Hofer is interested in integrating technology into classrooms in order to engage students. When he was a middle school and high school student in the ’80s and early ’90s, much of the schoolwork he was doing was project-based work.
“I can still remember projects that I did in elementary school that were long-term projects that challenged us to apply what we were learning in class to real-world situations,” Hofer says. “But by the time I was teaching in the mid-’90s, there was a shift to preparing students for high-stakes testing. There’s a lot of research nationally about how, as kids go through K-12 schools, and hit sixth grade, their engagement and interest in school just goes off a cliff.”
A lot of Hofer’s research over the last few years has been focused on students creating short documentary films in their history classes. “History can be such a dry subject in the way it’s typically taught,” Hofer says. “But documentaries are an engaging medium because kids are so wired into video. You take that love of video and encourage kids to create evidence-based arguments, which is what a documentary is. You can get them to do really intellectual, high-level work in a medium that’s very engaging and real for them. That’s the kind of work I feel we need to have across the spectrum in K-12.”
Much of the research Hofer performs is qualitative case study research that is often context-dependent. “This type of research doesn’t lend itself to large-scale studies or quantitative survey data,” Hofer says. This means there aren’t usually many funding opportunities for Hofer’s type of work.

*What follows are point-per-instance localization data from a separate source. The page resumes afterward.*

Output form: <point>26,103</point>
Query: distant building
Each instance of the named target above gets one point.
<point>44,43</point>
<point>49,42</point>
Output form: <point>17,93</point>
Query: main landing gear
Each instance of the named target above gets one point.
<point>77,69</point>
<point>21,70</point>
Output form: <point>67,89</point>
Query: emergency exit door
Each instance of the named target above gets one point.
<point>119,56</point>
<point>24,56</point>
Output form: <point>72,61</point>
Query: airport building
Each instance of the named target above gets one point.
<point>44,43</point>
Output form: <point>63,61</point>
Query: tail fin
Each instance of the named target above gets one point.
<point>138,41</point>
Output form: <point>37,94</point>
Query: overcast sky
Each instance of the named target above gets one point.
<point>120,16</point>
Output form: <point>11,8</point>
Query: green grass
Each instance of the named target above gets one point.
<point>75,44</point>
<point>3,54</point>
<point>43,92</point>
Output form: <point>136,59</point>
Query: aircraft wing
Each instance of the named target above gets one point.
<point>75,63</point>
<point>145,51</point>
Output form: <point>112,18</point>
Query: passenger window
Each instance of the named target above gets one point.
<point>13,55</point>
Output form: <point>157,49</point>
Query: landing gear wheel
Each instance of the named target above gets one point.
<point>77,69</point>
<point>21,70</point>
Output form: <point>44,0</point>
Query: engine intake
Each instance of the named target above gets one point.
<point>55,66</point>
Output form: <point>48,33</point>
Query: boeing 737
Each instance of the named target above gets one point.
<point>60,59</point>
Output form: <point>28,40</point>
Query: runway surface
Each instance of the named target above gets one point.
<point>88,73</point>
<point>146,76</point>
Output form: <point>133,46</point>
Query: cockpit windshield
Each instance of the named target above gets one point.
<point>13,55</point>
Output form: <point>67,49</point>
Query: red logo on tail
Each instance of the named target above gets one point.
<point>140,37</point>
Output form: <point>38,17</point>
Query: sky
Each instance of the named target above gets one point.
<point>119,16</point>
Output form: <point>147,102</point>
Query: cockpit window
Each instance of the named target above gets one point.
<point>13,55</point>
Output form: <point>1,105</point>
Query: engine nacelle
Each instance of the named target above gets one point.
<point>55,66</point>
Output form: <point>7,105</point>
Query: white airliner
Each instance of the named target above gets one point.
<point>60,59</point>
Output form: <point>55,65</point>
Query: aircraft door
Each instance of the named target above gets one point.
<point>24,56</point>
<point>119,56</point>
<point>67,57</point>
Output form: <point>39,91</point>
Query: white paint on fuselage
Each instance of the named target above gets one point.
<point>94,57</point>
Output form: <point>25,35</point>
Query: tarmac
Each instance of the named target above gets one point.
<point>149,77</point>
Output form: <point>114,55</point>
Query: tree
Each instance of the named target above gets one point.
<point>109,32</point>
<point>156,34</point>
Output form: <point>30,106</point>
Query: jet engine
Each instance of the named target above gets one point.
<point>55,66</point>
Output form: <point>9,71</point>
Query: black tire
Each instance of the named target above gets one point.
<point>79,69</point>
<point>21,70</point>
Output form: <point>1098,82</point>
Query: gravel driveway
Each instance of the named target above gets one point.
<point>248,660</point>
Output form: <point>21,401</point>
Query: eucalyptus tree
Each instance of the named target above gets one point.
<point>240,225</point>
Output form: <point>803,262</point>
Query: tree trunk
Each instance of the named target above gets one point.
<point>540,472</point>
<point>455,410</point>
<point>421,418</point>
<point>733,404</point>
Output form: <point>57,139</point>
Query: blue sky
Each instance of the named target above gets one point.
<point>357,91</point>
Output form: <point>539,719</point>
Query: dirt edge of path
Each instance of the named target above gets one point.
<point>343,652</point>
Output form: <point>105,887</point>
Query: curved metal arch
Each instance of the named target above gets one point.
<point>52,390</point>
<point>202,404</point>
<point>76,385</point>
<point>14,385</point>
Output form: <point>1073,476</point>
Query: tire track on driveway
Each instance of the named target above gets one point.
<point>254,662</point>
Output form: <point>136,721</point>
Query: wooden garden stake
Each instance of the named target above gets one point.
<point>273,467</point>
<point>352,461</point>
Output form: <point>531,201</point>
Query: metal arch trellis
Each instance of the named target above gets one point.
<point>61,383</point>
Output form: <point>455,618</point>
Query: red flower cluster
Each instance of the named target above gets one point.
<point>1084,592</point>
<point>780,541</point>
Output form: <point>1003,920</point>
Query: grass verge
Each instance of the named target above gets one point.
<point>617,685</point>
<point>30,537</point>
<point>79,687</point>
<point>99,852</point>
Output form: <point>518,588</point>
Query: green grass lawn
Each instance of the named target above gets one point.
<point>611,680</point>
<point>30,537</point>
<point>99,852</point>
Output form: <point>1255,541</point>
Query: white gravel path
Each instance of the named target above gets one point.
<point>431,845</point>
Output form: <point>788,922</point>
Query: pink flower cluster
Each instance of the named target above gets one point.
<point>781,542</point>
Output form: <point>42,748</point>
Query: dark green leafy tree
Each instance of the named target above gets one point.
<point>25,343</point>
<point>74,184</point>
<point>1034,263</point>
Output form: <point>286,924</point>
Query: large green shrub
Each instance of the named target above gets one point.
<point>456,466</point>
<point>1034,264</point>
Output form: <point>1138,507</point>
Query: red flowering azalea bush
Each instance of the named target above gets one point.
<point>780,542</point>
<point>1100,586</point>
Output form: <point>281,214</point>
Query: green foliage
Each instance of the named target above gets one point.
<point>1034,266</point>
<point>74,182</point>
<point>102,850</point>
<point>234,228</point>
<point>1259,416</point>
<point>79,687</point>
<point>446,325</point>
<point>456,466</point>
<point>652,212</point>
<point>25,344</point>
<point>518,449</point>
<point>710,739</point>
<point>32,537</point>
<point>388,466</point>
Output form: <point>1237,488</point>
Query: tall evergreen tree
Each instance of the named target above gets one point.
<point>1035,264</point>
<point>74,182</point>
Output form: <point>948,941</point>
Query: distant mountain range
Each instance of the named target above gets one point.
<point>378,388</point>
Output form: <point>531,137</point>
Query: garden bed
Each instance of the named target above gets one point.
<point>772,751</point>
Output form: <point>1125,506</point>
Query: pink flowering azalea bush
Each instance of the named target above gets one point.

“Without this professorship, it would’ve cost much more time and effort to find funds. I can’t speak highly enough of how much I’ve appreciated that support because it really has made a huge difference in my career.”
Hofer keeps that fact in mind while teaching and conducting research, and he hopes the work he has done has paid it forward. One of his proudest moments was the creation of a book he wrote with a colleague on incorporating documentary filmmaking into the classroom. A decade’s worth of research culminated in a sort of handbook for teachers who wanted to do this. Hofer says this book was very gratifying for him professionally, in the sense that it was long-term, sustained research out in classrooms, but with a practical product that teachers were able to use.
“I want to say a sincere thank you to the donors who make professorships possible,” Hofer says. “They stimulate creativity and whole new areas of scholarship that would be difficult or impossible without their help. They make such a contribution, not just to W&M, but to the broader academic community.”